Long time, no post…!
Apologies to all (two?) of you who have been hanging on my every word and are therefore disappointed that it’s taken me 6 weeks to post another update. Life gets in the way.
Talking of which, I have just completed a new configuration of Salesforce with my ever-reliable support team and it has brought back to me the many times I have helped Sales to define their processes, created screens and fields to support them and then wrestled with data flows and marketing processes to ensure the front-end of the pipe and the back-end were in synch.
‘But doesn’t Salesforce take care of all of this?’, I hear you cry. In a word, ‘no’. Where CRM/SFA etc implementations have failed, it is because insufficient time has been spent on thinking through the basics:
What is our sales process?
- How do we measure its effectiveness?
- What pieces of objective data do we need to collect to determine how healthy our pipeline is?
- How will we use this data for forecasting purposes?
- Where will it come from and how will it be maintained?
- What is a ‘lead’ and at what point does it become an ‘opportunity’?

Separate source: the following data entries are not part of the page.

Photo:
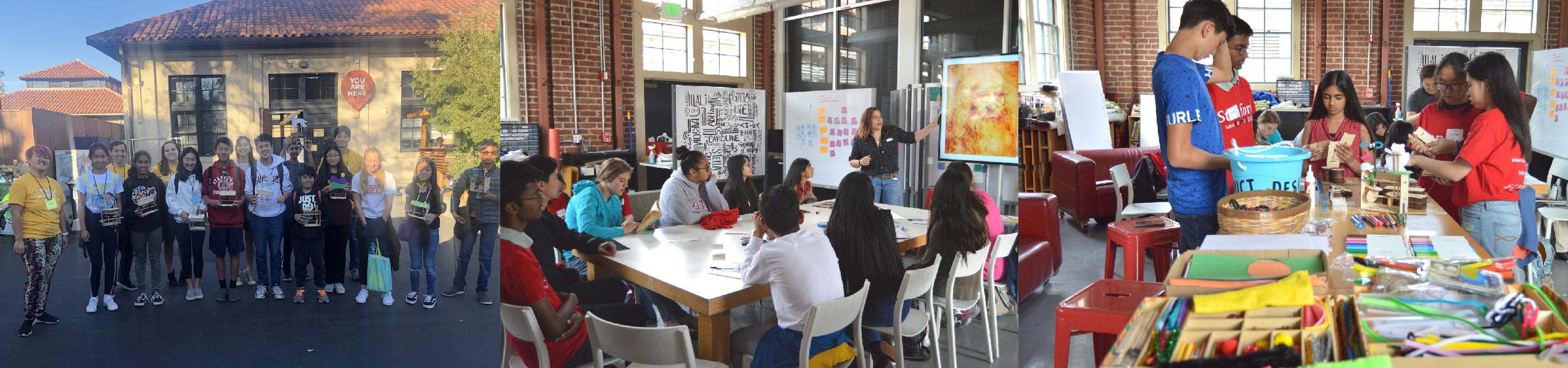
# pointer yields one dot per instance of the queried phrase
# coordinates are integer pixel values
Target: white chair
(519, 322)
(1001, 250)
(643, 345)
(916, 284)
(827, 318)
(1121, 179)
(963, 267)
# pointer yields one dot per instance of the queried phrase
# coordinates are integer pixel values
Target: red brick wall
(595, 105)
(1341, 43)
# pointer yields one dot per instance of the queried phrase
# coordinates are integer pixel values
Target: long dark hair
(1337, 79)
(797, 171)
(863, 235)
(739, 192)
(957, 213)
(184, 174)
(1504, 91)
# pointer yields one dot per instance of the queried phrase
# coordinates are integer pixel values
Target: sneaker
(47, 318)
(485, 300)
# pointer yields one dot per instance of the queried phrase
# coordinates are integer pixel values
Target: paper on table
(1266, 242)
(1387, 247)
(1454, 248)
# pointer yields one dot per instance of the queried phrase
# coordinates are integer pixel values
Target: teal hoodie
(590, 213)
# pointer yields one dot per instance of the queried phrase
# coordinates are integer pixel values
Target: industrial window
(666, 47)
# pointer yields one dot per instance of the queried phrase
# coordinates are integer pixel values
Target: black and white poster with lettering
(720, 123)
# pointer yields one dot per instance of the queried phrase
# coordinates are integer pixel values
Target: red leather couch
(1083, 181)
(1039, 242)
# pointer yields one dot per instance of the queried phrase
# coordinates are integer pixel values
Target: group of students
(256, 202)
(802, 268)
(1477, 162)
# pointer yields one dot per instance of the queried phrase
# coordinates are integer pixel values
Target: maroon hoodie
(225, 178)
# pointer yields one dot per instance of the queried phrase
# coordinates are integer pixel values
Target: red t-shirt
(1445, 124)
(522, 284)
(1496, 158)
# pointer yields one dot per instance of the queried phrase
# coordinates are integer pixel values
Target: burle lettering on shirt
(1182, 117)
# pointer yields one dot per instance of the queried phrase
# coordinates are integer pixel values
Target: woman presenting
(875, 154)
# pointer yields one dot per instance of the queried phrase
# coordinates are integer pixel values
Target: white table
(681, 270)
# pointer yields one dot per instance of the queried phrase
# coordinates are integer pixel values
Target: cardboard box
(1179, 268)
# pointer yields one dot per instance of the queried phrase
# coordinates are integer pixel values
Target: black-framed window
(198, 113)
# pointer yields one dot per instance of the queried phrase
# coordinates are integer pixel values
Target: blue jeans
(485, 234)
(1493, 224)
(1195, 227)
(423, 260)
(268, 250)
(888, 192)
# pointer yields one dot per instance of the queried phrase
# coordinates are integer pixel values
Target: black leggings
(192, 257)
(336, 253)
(101, 253)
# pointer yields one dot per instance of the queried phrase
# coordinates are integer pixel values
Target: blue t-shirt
(1182, 97)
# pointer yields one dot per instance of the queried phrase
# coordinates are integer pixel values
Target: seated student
(1335, 115)
(1488, 170)
(800, 270)
(738, 190)
(690, 193)
(867, 248)
(799, 178)
(559, 315)
(1268, 128)
(959, 229)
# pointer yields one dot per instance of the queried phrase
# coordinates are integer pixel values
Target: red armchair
(1039, 242)
(1083, 179)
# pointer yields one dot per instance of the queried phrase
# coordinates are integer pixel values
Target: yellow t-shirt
(33, 195)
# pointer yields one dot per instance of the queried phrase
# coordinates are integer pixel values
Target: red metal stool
(1103, 309)
(1134, 240)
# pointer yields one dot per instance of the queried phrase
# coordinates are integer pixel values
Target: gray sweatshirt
(681, 201)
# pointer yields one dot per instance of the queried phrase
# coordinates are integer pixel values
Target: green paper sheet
(1219, 267)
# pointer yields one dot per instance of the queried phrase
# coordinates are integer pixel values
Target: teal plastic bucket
(1266, 168)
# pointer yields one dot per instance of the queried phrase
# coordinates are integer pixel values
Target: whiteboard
(720, 123)
(1549, 86)
(820, 126)
(1084, 104)
(1419, 55)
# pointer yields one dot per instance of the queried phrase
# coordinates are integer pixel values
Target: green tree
(463, 85)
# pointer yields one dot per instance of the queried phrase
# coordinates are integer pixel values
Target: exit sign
(670, 12)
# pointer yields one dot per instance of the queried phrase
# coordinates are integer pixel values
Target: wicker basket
(1289, 219)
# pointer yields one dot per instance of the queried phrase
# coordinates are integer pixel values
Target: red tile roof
(229, 19)
(68, 71)
(70, 100)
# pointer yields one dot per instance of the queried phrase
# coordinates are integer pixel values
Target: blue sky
(43, 33)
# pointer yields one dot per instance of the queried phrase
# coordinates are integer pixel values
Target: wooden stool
(1103, 309)
(1134, 240)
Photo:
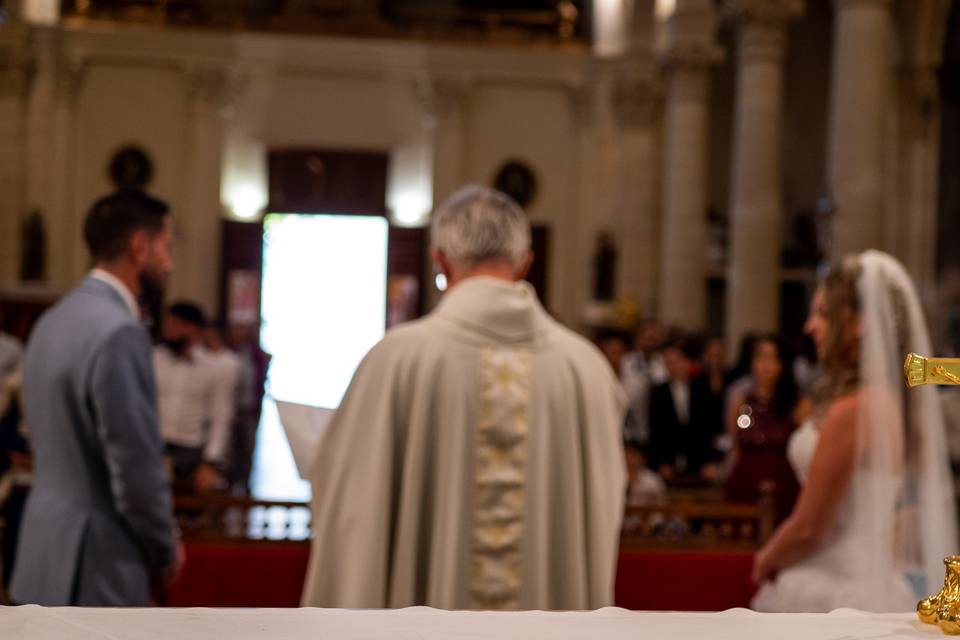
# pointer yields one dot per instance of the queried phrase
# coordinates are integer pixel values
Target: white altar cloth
(37, 623)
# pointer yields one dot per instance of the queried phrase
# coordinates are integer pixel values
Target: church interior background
(696, 161)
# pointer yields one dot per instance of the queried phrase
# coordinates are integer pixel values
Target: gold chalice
(942, 609)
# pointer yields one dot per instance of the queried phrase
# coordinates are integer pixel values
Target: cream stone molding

Luckily we implemented Eloqua and tied it into Salesforce back in July, so this was merely a change in the sales process prompted by new management and an acceptance (probably) that this time, perhaps we should actually use the system consistently after we’ve set it up as planned. As a result, it was a relatively short process, but even so it has had a big impact on Marketing – our lead scoring model, the Web form questions and how they are served, as well as the metrics delivered via the Salesforce dashboards. Why? Well, because a change in Sales process goes to the heart of things for Marketing: including what kind of leads we are delivering; how long and for what reason we nurture leads; what success looks like (what we are measuring).
If ROI, accountability and impact – ie. measurable results – are the watchwords of B2B techmarketing in this digital age (comments please!) then processes, systems, data and metrics have to replace the ‘spray-and-pray’ approach in marketing communications planning.
In other words, joined up thinking about Sales and Marketing drives joined up processes and systems. If Sales in your company are those slightly scary guys whose meetings you have to attend once a month to describe the marvellous campaigns you’re going to run, only to find that all they want is ‘more leads’ then it’s time to understand their world a little better!